If you’ve ever tried to navigate a pushchair between supermarket aisles or through crowds of people, then you know how utterly exhausting the whole experience can be. Very few people seem to see you coming, and those who do are loath to move out of the way with any urgency. When you’re heading somewhere that’s likely to be busy or difficult to traverse with a bulky pushchair in tow, wear your baby in a harness or sling. Such accessories can be purchased relatively cheaply and will prove invaluable when your hands are free and able to tackle grocery shopping, an older sibling or multiple doors. If carrying your baby will be difficult, then ensure that you have a lightweight stroller for outings – you’ll thank yourself when you’re nipping in and out of the crowds.

Surviving time on the road

Long car journeys can be difficult for anyone to enjoy, but when you throw a newborn baby into the mix, you may have an even more challenging matter on your hands. It’s important to remember that your newborn baby will need very little in the way of mental stimulation at this stage. You might even find that he or she sleeps for much of your journey. If you’re going to be cooped up in a car for any length of time, then preparation is vital. Learn your route inside out and identify motorway service stations and built-up areas that may prove useful if you need to make a spontaneous stop. Do you know how long you’ll be on the road for? Have you checked for traffic alerts and road works? Journey time, emergency stops and likely obstacles should be mapped out in advance if at all possible. Finally, ensure that your baby has the correct rear-facing car seat and that you’ve packed everything needed to enjoy the journey ahead. There’s no reason why this adventure shouldn’t be fun.

Soothing a fussy baby

Perhaps one of the hardest parts of any outing with a newborn is the moment that you’ve been dreading: when he or she decides to bawl for no apparent reason.

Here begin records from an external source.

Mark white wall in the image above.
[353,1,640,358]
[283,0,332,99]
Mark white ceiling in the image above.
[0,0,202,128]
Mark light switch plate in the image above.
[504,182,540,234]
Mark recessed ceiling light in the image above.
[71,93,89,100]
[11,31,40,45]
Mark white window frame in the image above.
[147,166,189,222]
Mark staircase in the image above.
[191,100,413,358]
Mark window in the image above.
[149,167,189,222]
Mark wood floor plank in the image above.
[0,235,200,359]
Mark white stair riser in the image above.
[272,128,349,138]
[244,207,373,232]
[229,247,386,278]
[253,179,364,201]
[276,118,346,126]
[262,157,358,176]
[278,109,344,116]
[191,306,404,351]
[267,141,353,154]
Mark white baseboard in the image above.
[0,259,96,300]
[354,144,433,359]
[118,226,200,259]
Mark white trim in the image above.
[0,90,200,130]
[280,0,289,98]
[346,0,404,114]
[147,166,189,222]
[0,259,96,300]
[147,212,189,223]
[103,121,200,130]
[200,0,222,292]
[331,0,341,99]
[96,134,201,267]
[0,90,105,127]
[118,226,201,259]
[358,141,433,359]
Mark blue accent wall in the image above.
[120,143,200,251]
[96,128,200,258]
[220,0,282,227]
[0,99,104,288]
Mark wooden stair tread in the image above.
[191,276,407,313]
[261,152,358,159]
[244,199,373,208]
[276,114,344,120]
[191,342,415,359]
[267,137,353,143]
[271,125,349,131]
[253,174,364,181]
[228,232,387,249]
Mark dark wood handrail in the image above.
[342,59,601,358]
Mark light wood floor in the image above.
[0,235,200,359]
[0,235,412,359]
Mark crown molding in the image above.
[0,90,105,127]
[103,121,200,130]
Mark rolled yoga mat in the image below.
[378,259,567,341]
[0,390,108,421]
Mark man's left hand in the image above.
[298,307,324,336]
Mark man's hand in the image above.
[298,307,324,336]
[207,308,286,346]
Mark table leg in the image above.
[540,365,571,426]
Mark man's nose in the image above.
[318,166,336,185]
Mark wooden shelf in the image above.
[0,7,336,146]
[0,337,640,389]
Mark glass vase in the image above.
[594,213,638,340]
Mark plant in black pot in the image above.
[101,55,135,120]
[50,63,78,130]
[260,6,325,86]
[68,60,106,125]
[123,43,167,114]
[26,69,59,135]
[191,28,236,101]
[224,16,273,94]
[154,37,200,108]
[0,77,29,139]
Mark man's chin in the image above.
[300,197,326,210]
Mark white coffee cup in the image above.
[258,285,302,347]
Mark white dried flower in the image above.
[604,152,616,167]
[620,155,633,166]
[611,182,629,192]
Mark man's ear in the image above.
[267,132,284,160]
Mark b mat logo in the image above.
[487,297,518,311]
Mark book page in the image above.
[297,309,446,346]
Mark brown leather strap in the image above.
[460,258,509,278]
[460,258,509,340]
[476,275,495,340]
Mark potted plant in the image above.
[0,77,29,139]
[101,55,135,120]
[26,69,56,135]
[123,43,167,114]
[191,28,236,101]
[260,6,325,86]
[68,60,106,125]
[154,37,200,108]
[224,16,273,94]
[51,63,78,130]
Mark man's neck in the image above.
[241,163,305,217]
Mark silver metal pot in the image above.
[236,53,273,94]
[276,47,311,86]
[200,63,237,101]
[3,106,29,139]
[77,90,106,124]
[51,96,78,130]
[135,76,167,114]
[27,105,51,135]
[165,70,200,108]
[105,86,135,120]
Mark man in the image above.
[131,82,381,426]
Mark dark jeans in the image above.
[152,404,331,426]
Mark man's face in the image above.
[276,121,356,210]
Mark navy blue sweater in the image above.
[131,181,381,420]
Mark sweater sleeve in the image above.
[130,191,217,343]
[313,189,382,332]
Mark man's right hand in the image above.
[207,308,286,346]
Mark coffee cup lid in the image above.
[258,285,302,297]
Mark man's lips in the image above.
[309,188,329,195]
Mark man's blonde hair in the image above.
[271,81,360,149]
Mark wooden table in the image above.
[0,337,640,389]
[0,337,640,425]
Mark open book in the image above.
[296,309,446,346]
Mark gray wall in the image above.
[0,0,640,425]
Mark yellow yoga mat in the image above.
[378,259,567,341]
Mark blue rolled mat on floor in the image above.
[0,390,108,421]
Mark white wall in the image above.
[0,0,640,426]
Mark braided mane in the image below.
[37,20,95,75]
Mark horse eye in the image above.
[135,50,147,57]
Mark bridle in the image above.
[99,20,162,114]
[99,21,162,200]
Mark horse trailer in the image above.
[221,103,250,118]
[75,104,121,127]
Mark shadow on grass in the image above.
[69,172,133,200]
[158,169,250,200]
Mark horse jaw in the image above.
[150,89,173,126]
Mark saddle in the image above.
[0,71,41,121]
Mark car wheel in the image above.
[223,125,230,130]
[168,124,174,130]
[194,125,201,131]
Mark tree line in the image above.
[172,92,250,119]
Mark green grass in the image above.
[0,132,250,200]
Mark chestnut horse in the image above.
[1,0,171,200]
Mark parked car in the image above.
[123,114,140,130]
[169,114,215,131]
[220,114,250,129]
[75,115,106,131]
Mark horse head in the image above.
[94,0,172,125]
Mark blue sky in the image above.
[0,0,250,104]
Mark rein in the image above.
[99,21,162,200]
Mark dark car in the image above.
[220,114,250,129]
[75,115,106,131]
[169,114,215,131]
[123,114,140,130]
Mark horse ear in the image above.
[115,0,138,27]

Dealing with a newborn’s meltdown while you’re away from home can be an isolating experience. However, it’s essential to remember that every parent has dealt with the same scenario at one time or another. Once you’ve ascertained that your baby isn’t cold, hot, hungry or damp, take a moment to calm down. It’s little use calming a fussy baby while you’re upset. Don’t be afraid to stop what you’re doing to soothe your baby or allow a friend or family member to try their luck. You should also prepare for such eventualities by packing a soother or soft toy that your baby can associate with comfort.


Above all, remember to breathe. Don’t put too much pressure on yourself during those first outings with your baby since life with a newborn is seldom predictable. Rather than focusing on the trauma of numerous nappy changes, ill-timed requests for food and screaming from both parties, look at the positives that you’re able to take from every situation. Yes, you may have been anxious about it, but you managed to leave the house and return unscathed. Surviving an outing with a newborn is as much about your attitude as it is the seamlessness with which the day runs. Try and enjoy every moment and each new experience; your newborn won’t stay very little for very long, after all.